Thank you to everyone who contributed to the discussion. To anyone viewing this discussion for the first time, please see below for all the comments that led to this conclusion.
This might be an entirely different work, but looking at the listing of Wynfield’s exhibits at the British Institution the 1863 painting ‘The Young Raphael Showing one of his works to the Duchess of Urbino and Sora’, which attracted a comment in the Illustrated London News (both attached). However, the small size of this painting might count against this idea.
This is almost certainly Wynfield's 1862 exhibit at The British Institution, 'Summer Hours' (no. 618). A contemporary review in The Athenaeum (15 February 1862, p. 231) described it as "...two lovers conversing on a marble garden seat, is cleverly sketched an well composed."
The Art Journal's review, (Art Journal 1862, Volume I, p. 71) is more precise: "Italian in the costume and character of its figures, but also in the spirit of the painting. It contains a pair of lovers seated on a stone bench, but divided by the slab that serves as the common back for both sides. A better composition, we submit, would have resulted from grouping the two on this side."
This work cannot be ‘The Young Raphael Showing one of his Works to the Duchess of Urbino and Sora’. It reportedly included other figures.
It would not be Romeo and Juliet, as Romeo would look younger and would not have facial hair.
I just wondered how the other works are signed? Summer Hours seems entirely likely.
I think 'Summer Hours' is the most likely identification. I'll see if i can identify the heraldry.
The arms are those of the family of Wynfield,'Vert, on a bend argent three crosses patonce sable', which confirms Wynfield was the artist. The small crescent at the top of the escutcheon is a mark of cadency, and indicates that he must have been a second son.
Very neat (and fast): his good Wiki summary includes no standard art dictionary sources, though there's presumably an exhibition tally in Wood's 'Victorian Painters'
The is Abelard and Heloise on the Terrace
Here are Wynfield's entries from Wood and Johnson & Greutzner, Pieter. I tried to add fuller titles (in green) to the abbreviated bibliography in the former, but they've come out almost illegible - ask if you want to know the detail. I'm also attaching his BI exhibiting for easy access.
To my mind the exhibition date early in 1862 and detailed descriptions in the reviews found by Scott must make 'Summer Hours' all but certain - and if Abelard & Heloise were the intended subjects, surely it would have been titled so?

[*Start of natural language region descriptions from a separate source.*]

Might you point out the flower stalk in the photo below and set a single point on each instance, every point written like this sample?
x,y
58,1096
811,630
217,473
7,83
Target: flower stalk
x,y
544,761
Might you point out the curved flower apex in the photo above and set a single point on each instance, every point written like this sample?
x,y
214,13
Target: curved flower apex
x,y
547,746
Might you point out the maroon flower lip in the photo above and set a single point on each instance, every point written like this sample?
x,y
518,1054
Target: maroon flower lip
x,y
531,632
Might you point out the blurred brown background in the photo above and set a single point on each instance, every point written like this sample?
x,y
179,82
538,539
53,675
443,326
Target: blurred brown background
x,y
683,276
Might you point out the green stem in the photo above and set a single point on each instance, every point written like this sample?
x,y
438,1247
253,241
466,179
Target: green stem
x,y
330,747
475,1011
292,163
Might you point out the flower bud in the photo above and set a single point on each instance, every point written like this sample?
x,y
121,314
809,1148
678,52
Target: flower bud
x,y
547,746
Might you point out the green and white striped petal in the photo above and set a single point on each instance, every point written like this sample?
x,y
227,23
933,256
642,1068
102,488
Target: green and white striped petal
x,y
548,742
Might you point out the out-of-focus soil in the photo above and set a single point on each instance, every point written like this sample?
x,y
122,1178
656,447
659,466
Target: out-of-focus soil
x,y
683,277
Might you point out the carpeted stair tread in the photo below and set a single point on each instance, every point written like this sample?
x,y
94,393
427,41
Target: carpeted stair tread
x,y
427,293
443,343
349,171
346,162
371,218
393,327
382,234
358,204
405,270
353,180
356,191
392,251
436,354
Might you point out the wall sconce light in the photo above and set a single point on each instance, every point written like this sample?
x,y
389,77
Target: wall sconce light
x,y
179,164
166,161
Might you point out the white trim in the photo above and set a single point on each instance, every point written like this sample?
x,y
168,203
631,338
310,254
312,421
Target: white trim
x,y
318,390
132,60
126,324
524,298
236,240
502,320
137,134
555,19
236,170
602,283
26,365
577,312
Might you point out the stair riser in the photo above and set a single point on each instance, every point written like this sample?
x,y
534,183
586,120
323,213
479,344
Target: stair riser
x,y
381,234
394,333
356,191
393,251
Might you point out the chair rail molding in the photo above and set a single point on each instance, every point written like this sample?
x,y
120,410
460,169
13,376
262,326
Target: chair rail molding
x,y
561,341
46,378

Note that he was not "distantly" related to Wilkie (as per Wikipedia), he was his great nephew.
The attribution and title seem incontrovertible: initials and arms point to David Wilkie Wynfield; the date of 1861 and description in reviews point to it being his 'Summer Hours', exh. BI, 1862, cat. 618. Thanks to Martin Hopkinson for raising the possibility and to Scott Thomas Buckle and Osmund Bullock for further pieces of solid evidence. I am inclined to close this.
In the absence of further comment, I am formally recommending the attribution and identification of subject: David Wilkie Wynfield (1837-1887); the date of 1861; and it being his 'Summer Hours', exh. BI, 1862, cat. 618.